Update: The theme code (such as it is) is available on GitHub.

Medium is beautiful. This is not.

When I first saw Medium.com I was blown away. The large, readable, fonts on an uncluttered canvas were not just aesthetically pleasing but much easier to read than most other blogs. Looking deeper, though, it did not take long to realize that the true value of Medium was not simply the design but the quality of the content. Not just anyone can write for Medium. The bar has been set high and it shows. The signal/noise ratio is exceptional.

When linked from Twitter, I am significantly more likely to read something on Medium than most other sites.

I know my place in this relationship

My relationship with Medium is, and will likely remain, that of an information consumer. However, that does not mean I shouldn’t create content nor does it mean my content must be ugly or hard to read. To that end I spent a little time last night working on a very (VERY) basic WordPress theme that is somewhat Medium-ish but not really. Prior to last night I had never looked at the structure of a WP template and I am not a php developer (in fact, this is probably the most I’ve ever used it). Needless to say this is not meant to be a general purpose theme. It is something that I am working on for me.

I started with a few goals I borrowed from looking at Medium:

  • Large, readable, fonts. 22pts specifically.
  • Simple layout
  • Looks reasonable on mobile
  • No comments (let’s talk on Twitter)

For fonts I choose a combination of Source Sans Pro and Open Sans. I plan to tweak this a little over time. They might be a little too similar – but they are easy for my eyes to follow and that’s important to me.

The layout is attempting to optimize for the pattern of “picture up front, single column, not a lot of markup”.

For mobile, I’m just using screen width specific CSS to force max widths and a few sizing tweaks. I will probably end up doing more as I discover bugs and learn better practices. I also spent a little time making print look OK. No great, but I wanted something that would look ok if it was imported in to Pocket or Readability.

As for comments – I have removed them for now while I figure out what I want to do. More than 99% of the comments I got last year were flagged as spam. Of the remaining 1%, very few were anything but “Thanks!” – so … why not just take it to Twitter? I might regret this decision.

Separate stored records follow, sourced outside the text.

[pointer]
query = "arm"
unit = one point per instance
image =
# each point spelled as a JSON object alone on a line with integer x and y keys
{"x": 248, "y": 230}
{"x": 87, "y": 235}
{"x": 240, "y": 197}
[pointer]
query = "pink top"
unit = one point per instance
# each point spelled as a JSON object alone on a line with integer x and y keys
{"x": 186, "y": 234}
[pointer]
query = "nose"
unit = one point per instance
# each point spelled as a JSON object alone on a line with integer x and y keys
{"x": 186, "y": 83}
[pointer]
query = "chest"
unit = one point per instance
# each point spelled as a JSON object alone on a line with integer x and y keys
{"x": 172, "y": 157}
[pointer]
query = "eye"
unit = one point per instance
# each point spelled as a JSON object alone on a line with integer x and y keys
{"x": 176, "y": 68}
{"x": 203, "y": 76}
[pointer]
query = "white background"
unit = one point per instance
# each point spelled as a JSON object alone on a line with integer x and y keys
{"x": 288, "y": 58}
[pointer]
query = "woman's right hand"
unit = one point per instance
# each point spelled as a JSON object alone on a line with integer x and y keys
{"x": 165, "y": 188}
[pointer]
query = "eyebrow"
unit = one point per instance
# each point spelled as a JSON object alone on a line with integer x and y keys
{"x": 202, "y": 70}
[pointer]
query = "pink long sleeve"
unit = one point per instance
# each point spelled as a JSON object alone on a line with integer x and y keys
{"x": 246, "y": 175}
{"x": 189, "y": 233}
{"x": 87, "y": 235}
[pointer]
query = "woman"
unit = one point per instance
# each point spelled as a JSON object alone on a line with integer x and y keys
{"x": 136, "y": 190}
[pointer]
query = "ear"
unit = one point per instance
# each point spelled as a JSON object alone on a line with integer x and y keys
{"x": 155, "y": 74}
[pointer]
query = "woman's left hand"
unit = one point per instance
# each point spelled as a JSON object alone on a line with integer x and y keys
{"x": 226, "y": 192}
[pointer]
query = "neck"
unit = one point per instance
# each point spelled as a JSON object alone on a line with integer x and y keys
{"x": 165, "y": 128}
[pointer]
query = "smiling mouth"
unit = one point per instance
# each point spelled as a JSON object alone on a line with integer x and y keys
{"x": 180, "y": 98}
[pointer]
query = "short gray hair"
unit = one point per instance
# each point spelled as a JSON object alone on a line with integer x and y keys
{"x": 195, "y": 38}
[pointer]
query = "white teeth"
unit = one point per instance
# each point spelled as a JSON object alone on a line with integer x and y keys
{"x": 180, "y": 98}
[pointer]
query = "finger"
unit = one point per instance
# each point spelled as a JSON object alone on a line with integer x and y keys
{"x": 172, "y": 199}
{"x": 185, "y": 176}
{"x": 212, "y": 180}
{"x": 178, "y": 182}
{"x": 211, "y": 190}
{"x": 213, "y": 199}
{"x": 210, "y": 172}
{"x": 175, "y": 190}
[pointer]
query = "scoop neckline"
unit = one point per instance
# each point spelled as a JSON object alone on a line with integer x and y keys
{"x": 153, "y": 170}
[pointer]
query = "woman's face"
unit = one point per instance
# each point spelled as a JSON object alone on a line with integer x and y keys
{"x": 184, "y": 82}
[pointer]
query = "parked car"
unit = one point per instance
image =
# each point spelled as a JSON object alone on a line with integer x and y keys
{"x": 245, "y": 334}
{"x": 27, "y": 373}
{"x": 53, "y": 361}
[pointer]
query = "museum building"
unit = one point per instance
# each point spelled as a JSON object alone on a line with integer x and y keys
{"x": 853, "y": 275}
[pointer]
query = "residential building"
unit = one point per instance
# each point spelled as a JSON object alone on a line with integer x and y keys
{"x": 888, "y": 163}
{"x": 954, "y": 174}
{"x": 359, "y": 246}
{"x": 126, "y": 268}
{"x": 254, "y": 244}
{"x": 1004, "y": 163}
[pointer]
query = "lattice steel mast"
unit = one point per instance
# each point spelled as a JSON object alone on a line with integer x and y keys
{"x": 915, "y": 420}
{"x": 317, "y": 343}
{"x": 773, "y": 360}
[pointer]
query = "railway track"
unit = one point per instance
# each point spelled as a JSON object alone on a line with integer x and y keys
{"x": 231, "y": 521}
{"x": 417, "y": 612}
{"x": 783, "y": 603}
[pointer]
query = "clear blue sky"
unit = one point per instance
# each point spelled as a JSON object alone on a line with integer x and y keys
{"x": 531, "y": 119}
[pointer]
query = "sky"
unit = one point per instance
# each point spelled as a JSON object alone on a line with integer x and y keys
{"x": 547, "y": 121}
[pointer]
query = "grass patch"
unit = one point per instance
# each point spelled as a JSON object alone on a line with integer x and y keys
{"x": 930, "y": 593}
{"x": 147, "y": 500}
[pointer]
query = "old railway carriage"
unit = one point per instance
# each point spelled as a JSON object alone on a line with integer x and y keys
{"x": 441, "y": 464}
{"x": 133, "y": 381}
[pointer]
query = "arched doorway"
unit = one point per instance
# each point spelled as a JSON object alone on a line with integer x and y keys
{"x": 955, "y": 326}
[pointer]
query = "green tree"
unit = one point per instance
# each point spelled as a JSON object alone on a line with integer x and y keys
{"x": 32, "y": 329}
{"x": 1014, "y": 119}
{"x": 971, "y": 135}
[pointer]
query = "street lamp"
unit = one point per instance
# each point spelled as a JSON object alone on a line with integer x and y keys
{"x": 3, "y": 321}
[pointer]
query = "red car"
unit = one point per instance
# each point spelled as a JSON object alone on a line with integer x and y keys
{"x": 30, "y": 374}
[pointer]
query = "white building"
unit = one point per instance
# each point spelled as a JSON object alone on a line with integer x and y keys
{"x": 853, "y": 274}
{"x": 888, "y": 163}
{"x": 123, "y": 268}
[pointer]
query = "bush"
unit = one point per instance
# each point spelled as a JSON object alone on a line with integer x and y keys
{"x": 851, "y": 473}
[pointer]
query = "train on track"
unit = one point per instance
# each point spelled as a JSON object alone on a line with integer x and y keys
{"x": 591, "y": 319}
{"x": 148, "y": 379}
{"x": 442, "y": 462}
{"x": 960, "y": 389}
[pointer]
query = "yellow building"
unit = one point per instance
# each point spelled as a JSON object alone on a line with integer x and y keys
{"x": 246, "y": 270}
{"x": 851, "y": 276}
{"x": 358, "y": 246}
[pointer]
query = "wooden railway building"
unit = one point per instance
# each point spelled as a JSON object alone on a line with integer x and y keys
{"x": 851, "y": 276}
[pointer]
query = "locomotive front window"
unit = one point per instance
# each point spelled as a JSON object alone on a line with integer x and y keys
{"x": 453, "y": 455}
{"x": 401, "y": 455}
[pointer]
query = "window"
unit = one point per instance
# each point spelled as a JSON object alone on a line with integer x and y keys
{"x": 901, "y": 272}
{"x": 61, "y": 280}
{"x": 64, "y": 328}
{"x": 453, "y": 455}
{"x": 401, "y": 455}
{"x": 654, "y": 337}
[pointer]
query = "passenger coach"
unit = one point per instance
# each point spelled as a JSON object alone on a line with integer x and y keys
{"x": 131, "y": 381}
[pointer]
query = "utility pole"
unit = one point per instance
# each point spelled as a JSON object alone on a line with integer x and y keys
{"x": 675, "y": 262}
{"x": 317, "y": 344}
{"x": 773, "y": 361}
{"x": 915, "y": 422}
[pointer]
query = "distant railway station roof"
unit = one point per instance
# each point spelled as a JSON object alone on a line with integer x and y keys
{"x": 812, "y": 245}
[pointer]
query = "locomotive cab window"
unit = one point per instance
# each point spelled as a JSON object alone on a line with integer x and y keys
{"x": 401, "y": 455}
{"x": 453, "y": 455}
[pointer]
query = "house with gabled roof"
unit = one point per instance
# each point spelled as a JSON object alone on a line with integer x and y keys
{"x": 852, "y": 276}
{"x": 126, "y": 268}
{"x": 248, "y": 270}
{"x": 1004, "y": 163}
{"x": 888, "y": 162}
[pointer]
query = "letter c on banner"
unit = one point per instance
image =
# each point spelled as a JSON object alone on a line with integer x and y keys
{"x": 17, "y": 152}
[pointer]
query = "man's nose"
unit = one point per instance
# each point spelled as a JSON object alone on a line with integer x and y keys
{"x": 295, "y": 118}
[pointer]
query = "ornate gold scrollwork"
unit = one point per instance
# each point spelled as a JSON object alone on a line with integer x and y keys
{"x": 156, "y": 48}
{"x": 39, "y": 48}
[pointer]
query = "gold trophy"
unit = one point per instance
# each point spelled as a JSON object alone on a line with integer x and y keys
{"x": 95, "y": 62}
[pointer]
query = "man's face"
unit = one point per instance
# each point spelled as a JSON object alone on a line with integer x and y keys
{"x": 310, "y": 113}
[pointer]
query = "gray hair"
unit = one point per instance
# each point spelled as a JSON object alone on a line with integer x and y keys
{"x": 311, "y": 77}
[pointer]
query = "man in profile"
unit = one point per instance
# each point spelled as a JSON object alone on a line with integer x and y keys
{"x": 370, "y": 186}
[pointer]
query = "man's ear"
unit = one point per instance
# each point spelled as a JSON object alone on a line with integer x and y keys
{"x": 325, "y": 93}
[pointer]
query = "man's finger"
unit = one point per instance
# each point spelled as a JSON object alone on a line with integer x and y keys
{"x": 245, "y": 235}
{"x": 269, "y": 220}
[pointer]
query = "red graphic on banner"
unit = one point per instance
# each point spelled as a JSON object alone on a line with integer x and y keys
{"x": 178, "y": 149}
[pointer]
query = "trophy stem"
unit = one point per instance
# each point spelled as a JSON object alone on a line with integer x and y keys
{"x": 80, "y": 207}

If I do, I’ll add them back.

EDIT: I added comments back but this time using Disqus.

The 10 Step process I used was:

  1. Mock up basically what I wanted in a static HTML and CSS file
  2. Download the Blank template from DiW.
  3. Move my style ideas into the theme style.css.
  4. Remove comments
  5. Add some custom navigation
  6. Rinse and repeat on style changes until I was minimally happy
  7. Publish to RobertHorvick.com
  8. Notice a bunch of things that were broken
  9. Step 6-9 a few times
  10. Drink a Barrel Aged Bourbon Vortex II from Pisgah.

And now I’m at what I consider a minimally acceptable result. The text is readable, and the mobile reading is much better than what I had before.

A bunch more needs to be done but it can wait until I have more beer.